The windshield exploded in his face and for some odd reason he remembered being at a local bar some years ago when one of his so-called “friends” smashed a Miller Lite bottle against his forehead. It did cost him 23 stitches but the court awarded him $15,000. Would have been more if he hadn’t hit that son of a mother with a pool cue over his back first. Some of the glass shards only cut him, some stuck to his face, sharp souvenirs like the glass beaks of an old lady’s collection of decorative birds.
Both Simon’s arms broke neatly in exactly the same place three inches above his wrists while he still futilely tried to death grip the steering wheel. Several vertebrae in his back went next, a perfect straight flush of the lumbar region, with all five exploding into a 100 piece puzzle of gristle and powdered bone. He couldn’t feel a thing below his waist as the gas pedal and brake drove through his right shinbone as neatly as a butcher’s craftwork.

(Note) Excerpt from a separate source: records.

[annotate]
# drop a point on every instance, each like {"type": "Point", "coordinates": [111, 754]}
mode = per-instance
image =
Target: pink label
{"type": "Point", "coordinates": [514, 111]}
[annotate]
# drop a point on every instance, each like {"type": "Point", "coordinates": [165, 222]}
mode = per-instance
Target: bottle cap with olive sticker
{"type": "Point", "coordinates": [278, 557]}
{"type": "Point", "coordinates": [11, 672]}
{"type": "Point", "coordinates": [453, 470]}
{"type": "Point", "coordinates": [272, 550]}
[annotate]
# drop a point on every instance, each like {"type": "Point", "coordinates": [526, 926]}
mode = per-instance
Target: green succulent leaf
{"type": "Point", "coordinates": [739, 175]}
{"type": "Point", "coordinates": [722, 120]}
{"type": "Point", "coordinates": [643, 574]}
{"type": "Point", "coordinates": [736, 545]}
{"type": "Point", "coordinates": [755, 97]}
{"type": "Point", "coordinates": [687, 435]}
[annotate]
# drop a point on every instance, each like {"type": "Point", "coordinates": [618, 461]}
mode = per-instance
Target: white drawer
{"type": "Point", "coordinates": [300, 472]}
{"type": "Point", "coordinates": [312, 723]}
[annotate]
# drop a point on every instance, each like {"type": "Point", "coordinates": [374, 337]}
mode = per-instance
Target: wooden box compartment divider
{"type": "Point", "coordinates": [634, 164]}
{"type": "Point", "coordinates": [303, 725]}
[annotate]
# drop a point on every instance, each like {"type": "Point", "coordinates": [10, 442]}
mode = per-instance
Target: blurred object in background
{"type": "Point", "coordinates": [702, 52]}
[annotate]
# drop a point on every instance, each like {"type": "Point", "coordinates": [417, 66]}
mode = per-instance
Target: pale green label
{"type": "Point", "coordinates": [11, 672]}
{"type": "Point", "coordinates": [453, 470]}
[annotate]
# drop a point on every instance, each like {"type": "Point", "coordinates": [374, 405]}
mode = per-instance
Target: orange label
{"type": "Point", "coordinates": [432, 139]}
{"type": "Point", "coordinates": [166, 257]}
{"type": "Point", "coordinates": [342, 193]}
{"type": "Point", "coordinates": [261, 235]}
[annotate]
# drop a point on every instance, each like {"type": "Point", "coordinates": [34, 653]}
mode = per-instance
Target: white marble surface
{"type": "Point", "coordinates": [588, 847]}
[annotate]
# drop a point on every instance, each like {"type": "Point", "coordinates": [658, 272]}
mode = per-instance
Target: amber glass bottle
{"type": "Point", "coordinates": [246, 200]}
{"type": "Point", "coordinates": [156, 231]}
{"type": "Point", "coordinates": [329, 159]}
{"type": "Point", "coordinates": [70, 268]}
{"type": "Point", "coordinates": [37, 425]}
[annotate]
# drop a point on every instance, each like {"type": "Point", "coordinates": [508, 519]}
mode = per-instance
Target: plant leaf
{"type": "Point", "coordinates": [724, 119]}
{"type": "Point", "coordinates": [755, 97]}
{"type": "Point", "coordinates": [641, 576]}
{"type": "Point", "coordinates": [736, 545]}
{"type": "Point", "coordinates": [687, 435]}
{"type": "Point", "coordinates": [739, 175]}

Two, three, five rolls and then a jarring stop, an amusement park ride with its brake thrust too quickly. There was noise and there was blood. A good measure of both. But no fire. Thank god, no fire.
The ambulance, fire truck and police arrived sooner than he would have expected. Later he’d find out that a late night motorist, even on this lonely old road, had actually seen him toss the car over the guardrail. That motorist called 911 but was too old to go down and help. Jaws of Life were used to extricate him from the car. Jaws of Life, hell. His mother’s body was found a ways off. A long ways off.
Griffin Hospital was where he woke up three days later. He noticed his broken and cast right arm was handcuffed to his bed. Two policemen were waiting for him. One in uniform, one not.
“Simon Duffy?” the plainclothes cop asked in a question as if he didn’t already know. Simon was seeing a little double, not sure if there weren’t four cops in the room. He garbled a word, but his mouth felt unfamiliar. Perhaps it belonged to someone else. The cop extended a plastic cup of water with a straw at a weird angle. Simon tried to move his head but his neck didn’t seem to be working too well either. He glanced down at the body beneath the sheet below him. There were a damn lot of tubes going this way and that. Lots of different colors of liquids were being either forced in or sucked out.
“Mr. Duffy, you’re in bad shape, sir. You’ve got a broken back, a broken leg and two broken arms. And that’s just for starters. Your internal injuries are very severe as well; ribs, spleen, collapsed lung. I guess someone might say you’re lucky to be alive, but that’s not quite the truth either. You see that you’re handcuffed here as well. You’re arrest warrant reads vehicular manslaughter.”
Simon sat and pondered this announcement for a long minute. He looked around the room. Clean, antiseptic, cold. Shit, he was a broken mess. He simply exhaled a long, slow sigh.
“Vehicular manslaughter,” he corrected, “I don’t think so.”
“Excuse me?” the officer asked, taking a quick shot look at the standing policeman at his shoulder.
“That didn’t happen,” Simon said.
“Oh yes sir, I’m afraid it right as rain did. Your mother was in that car with you. You were traveling at 70 miles an hour give or take. You were texting at the time of the accident. You were actually ordering a pizza when you went off the road. We have the order. You dropped the phone and they heard everything. And the exact time. Mushrooms and sausage with extra garlic,” he added as if that was the final verdict proof fact. “She was in much worse shape that you are. Dozens of broken bones, even her neck. You did kill your mother, Mr. Duffy.”
“Well, now you’ve got it right,” Simon said flatly and with no emotion, “I strangled that bitch a week ago Tuesday.”